Structure of a no-go mRNA decay complex bound to a stalled 80S ribosome

A recent work by the Beckmann group (University of Munich, Germany) published in Nature Structural and Molecular Biology describes a sub-nanometer cryo-EM reconstruction of a no-go mRNA decay complex bound to a stalled 80S ribosome. Homology models were manually docked into the density and further refined interactively with MDFF.

Structure of the no-go mRNA decay complex Dom34-Hbs1 bound to a stalled 80S ribosome.
Thomas Becker, Jean-Paul Armache, Alexander Jarasch, Andreas M Anger, Elizabeth Villa, Heidemarie Sieber, Basma Abdel Motaal, Thorsten Mielke, Otto Berninghausen, and Roland Beckmann. Nat. Struct. Mol. Biol., 18, 715-720, 2011.

No-go decay (NGD) is a mRNA quality-control mechanism in eukaryotic cells that leads to degradation of mRNAs stalled during translational elongation. The key factors triggering NGD are Dom34 and Hbs1. We used cryo-EM to visualize NGD intermediates resulting from binding of the Dom34–Hbs1 complex to stalled ribosomes. At subnanometer resolution, all domains of Dom34 and Hbs1 were identified, allowing the docking of crystal structures and homology models. Moreover, the close structural similarity of Dom34 and Hbs1 to eukaryotic release factors (eRFs) enabled us to propose a model for the ribosome-bound eRF1–eRF3 complex. Collectively, our data provide structural insights into how stalled mRNA is recognized on the ribosome and how the eRF complex can simultaneously recognize stop codons and catalyze peptide release.

Monday, August 1, 2011

Correcting and preventing stereochemical errors

A recent publication at BMC Bioinformatics describes two VMD plugins that can be used to detect, visualize, and correct stereochemical errors in macromolecular structures. The plugins can also be used to generate restraints that prevent chirality and peptide bond configuration errors from arising in simulations where high forces are applied, such as MDFF simulations. Use of the plugins is described in the Structure Check Tutorial.

Stereochemical errors and their implications for molecular dynamics simulations.
Eduard Schreiner, Leonardo G. Trabuco, Peter L. Freddolino, and Klaus Schulten. BMC Bioinformatics, 12, 190, 2011.

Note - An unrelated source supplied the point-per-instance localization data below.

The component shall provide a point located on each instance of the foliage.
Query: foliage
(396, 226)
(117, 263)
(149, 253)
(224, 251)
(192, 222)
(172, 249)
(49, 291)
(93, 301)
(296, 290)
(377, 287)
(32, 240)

Background: Biological molecules are often asymmetric with respect to stereochemistry, and correct stereochemistry is essential to their function. Molecular dynamics simulations of biomolecules have increasingly become an integral part of biophysical research. However, stereochemical errors in biomolecular structures can have a dramatic impact on the results of simulations.

Results: Here we illustrate the effects that chirality and peptide bond configuration flips may have on the secondary structure of proteins throughout a simulation. We also analyze the most common sources of stereochemical errors in biomolecular structures and present software tools to identify, correct, and prevent stereochemical errors in molecular dynamics simulations of biomolecules.

Conclusions: Use of the tools presented here should become a standard step in the preparation of biomolecular simulations.